Ultralytics Platform Configuration and HEF Model Export

Hi All,

I am very interested in using the cloud-based Ultralytics platform, where I can upload my dataset and use cloud-based resources to train a model. However, I have a few questions:

  1. Are there any video examples that walk through the full process?

  2. I would like to start with a standard model and then add additional datasets to improve and expand what the original model can detect. Is this the correct approach?

  3. We plan to run this model on Hailo-8 modules with a Raspberry Pi. How can we export the model in the native HEF format?
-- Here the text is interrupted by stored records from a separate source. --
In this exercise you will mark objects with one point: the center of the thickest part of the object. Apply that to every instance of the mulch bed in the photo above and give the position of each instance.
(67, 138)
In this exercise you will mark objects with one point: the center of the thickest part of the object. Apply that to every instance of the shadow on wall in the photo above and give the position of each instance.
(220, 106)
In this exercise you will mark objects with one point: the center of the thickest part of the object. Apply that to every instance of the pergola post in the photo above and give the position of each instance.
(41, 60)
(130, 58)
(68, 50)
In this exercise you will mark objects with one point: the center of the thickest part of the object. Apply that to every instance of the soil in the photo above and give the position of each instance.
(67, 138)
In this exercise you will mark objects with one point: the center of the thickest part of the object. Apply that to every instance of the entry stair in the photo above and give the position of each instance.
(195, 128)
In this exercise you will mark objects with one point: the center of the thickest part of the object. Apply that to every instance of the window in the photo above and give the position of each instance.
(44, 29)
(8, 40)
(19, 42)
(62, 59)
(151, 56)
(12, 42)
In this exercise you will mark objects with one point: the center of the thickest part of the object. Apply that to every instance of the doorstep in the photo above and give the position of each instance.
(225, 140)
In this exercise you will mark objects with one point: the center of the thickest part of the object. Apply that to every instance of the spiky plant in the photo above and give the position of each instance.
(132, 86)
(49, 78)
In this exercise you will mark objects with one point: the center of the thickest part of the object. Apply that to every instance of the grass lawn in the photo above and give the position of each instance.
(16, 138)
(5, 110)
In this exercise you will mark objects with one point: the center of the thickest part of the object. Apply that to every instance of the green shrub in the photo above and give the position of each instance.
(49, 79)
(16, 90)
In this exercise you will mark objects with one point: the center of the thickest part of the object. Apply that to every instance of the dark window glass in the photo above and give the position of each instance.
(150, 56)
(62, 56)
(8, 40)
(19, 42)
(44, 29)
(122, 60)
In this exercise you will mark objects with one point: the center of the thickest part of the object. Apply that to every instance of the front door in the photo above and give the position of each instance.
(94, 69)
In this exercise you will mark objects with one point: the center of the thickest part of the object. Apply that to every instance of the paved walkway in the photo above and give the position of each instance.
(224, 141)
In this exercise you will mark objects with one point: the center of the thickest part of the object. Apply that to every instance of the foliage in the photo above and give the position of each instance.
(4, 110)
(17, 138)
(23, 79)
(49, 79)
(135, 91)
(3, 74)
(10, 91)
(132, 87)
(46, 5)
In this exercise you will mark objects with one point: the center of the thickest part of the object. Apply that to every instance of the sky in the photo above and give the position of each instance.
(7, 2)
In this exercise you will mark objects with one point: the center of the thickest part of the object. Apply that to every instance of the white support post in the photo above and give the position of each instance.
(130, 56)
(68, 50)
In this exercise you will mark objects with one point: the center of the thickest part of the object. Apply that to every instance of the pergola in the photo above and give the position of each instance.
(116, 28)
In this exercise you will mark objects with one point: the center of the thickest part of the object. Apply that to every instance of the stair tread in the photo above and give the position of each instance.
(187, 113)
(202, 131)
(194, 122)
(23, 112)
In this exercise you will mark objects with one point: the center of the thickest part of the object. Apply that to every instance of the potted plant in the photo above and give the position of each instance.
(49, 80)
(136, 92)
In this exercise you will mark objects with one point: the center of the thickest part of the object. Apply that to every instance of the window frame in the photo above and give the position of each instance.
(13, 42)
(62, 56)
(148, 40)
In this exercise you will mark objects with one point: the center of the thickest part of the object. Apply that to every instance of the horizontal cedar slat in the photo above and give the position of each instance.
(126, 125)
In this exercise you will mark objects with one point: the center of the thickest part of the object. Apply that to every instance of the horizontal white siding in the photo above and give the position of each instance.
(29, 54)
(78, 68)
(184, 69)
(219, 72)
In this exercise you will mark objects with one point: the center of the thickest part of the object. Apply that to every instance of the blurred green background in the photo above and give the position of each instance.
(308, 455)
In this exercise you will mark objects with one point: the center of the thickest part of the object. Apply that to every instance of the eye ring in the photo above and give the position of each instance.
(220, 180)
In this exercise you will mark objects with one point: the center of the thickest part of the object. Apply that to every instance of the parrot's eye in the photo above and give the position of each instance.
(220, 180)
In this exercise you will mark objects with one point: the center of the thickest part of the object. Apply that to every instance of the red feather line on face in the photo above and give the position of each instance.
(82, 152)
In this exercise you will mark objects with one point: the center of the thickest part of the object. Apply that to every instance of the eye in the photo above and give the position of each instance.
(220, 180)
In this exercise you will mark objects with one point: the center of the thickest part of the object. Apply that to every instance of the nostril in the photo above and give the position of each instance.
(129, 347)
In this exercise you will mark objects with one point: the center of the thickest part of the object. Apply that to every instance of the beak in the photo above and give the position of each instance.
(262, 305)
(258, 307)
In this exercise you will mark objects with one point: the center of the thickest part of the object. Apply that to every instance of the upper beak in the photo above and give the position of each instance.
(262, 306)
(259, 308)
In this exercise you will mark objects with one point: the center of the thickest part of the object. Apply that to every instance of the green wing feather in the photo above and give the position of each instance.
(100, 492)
Thank you in advance for your support.

  1. Since things are still changing regularly on Platform, there is no video walkthru yet.
  2. Training models is not additive, when you start with a pretrained model like COCO (default), when you train on a new dataset, the information from any prior training is not retained. If you want to “add” to the original COCO dataset, you can do that and then train the model (completely). This is always how it works.
  3. There is no native support right now for HEF format export on Ultralytics Platform or using the ultralytics Python library. All supported export formats can be found in the documentation.

Thanks

I believe there is a way to convert ONNX to HEF, but I would like some advice on how resource-intensive the process is.

ONNX exports are reasonably straightforward. The conversation process is something you’d have to investigate with Hailo directly.